El Perú que construimos no fue el que soñaron los peruanos que lograron la independencia ni los muchos que los sucedieron, pero fue mejor que el Perú que les tocó vivir a casi todos ellos.

El cierre de un ciclo  viene acompañada siempre de la nostalgia por el pasado, pero también con la esperanza que trae el futuro a quienes nos hemos acostumbrado a ser tercamente optimistas y soñamos siempre en dejar un Perú mejor que el que recibimos.


El año 2021 marcará el inicio del tercer siglo de nuestra historia común y viene marcada por un importante punto de inflexión cuya tendencia dependerá de los principios y valores que los peruanos estemos dispuestos a suscribir y de aquellos de los que debemos alejarnos para siempre.

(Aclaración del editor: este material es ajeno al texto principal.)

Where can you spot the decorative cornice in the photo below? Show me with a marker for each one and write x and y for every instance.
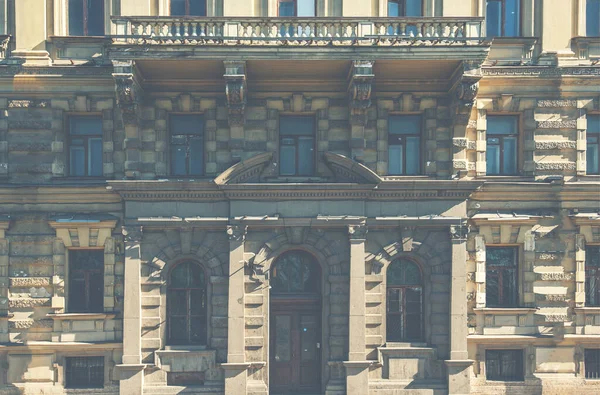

Los avances logrados en materia económica e institucional no deben ser puestos en riesgo y por el contrario deben consolidarse y constituirse en los pilares sobre los que se apuntalen el logro de los objetivos sociales que permitan aproximarnos al desarrollo. Si algo ha quedado claro por experiencia propia y ajena es la fragilidad de los logros alcanzados y su permanente exposición a riesgos en donde la principal amenaza se encuentra siempre entre nosotros y cuya sostenibilidad se garantiza con su defensa y permanente vigilancia. 


Sin embargo, todo lo logrado tiene aún amplio margen para ser mejorado y dentro de ellos dos no pueden esperar más para ser abordados y solucionados: la ineficiencia del Estado y la pobre cultura ciudadana.


La ineficiencia del Estado tiene muchas aristas y una de ellas tiene que ver con el sistema político y su funcionamiento que en la actualidad se encuentra plagado de vicios que debilitan los cimientos de todo el sistema institucional y lo colocan en jaque permanente con el riesgo de estar engendrando el virus político y social de su propia destrucción.


Por otro lado, la pobre cultura ciudadana de los habitantes de nuestro país se hace patente cada día con bastante intensidad y casi en todos los ámbitos del quehacer social con elevados costos sobre el funcionamiento de la sociedad y aún más grandes sobre nuestro bienestar. La pobre cultura ciudadana que sostenemos en la actualidad es un factor de debilidad sistémica que puede convertirse en una fortaleza si logramos eliminar de nuestra cultura el falso valor que represente el peruano vivo o pendejo que a veces erradamente incluso saludamos.


El Perú por el que debemos trabajar debe estar alejado del flagelo de la pobreza, que aún castiga a uno de cada cinco peruanos, y que a mi juicio es el mayor problema actual y el principal reto de los primeros años de este nuevo periodo.


La cohesión social es también una tarea pendiente y aunque sostenidamente hemos ido mejorando no faltan aquellos sectores que por objetivos menores están dispuestos a dividir a la sociedad con consecuencias peligrosas para la sostenibilidad de todo lo logrado, por ello resulta indispensable integrar a toda nuestra sociedad de manera física y social.


Para quienes nacimos en la década de los 80 este es el Perú que recibimos y sobre el cual debemos construir los próximos 30 años para nuevamente entregar la conducción de nuestro país a la siguiente generación y ser evaluados por el juicio de la historia.


Depende de nosotros que sea una historia de éxito.